We collapsed together, a mess of sweat and limbs, and I pulled out carefully and rolled onto my back beside you. For a long time, neither of us spoke. The ceiling fan turned lazy circles above us, and I could feel my heartbeat slowing, my breathing evening out. You turned your head to look at me, and your expression was soft in a way I'd rarely seen.

"So," I said. "Was I 'a lot' just then?"

You laughed, and it was the best sound I'd heard all week. "Devastatingly a lot. Catastrophically a lot. I'm going to need a recovery period and possibly a stretcher."

"Good." I turned onto my side and pressed a kiss to your shoulder. "Because I plan on being a lot for a very long time."

You reached over and laced your fingers through mine. "I heard you the first time," you said. "On the balcony. I just chose to hear it wrong because it's easier to believe someone's embarrassed of you than to believe they actually want you."

The honesty of it hit me square in the chest, and I squeezed your hand. "For the record," I said, "I want you so bad it makes me stupid. And I was stupid just now. I should've asked you what you meant instead of pulling away."

"You should have," you agreed. "But I should've noticed sooner. I know what silence looks like on you, and it shouldn't have taken me three days to come knocking."

I propped myself up on one elbow and looked at you — really looked, at the dark hair and the pale skin and the black clothes crumpled on the floor and the way you were lying in my bed like you belonged there, because you did. "So what happens now?"

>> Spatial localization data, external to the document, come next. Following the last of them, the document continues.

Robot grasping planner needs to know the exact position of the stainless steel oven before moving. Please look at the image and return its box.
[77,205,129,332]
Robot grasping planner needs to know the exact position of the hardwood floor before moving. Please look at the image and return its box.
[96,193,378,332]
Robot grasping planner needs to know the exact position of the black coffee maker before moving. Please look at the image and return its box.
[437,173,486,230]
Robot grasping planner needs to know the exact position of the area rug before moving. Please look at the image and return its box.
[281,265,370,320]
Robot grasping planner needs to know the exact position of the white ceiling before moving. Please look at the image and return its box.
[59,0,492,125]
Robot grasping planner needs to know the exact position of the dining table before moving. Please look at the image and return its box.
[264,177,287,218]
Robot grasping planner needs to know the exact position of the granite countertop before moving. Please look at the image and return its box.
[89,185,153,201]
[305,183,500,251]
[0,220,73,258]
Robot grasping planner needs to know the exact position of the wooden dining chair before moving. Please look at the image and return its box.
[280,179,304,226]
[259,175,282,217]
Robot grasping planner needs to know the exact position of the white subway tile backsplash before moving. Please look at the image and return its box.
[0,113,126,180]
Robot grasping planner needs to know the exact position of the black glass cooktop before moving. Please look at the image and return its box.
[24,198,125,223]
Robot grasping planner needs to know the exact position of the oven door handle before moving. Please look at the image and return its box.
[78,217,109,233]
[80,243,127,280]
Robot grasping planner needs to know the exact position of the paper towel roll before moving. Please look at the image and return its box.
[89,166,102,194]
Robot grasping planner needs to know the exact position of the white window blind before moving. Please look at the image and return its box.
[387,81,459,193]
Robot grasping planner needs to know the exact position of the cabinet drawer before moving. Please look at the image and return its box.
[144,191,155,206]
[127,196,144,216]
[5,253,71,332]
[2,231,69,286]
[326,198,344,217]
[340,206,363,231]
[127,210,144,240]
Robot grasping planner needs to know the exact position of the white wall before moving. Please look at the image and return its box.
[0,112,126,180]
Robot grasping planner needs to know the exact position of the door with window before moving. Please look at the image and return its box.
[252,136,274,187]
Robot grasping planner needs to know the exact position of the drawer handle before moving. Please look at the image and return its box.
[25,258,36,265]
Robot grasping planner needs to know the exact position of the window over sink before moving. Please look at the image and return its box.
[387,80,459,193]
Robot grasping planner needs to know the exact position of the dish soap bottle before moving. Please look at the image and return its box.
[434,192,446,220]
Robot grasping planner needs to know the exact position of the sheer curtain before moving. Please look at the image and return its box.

"Now," you said, pulling me back down against you, "you stay loud. And I stay. And next time I'm on the phone with my sister, I'll say it clearly: I'm in love with someone who takes up all the space, and I don't want any of it back."

I buried my face in your neck and laughed until my eyes burned, and you held me there, steady and sure, and for the first time in days the silence between us didn't feel empty. It felt full — full of the kind of thing that doesn't need volume to be heard.

Though I was absolutely going to turn my music back up tomorrow.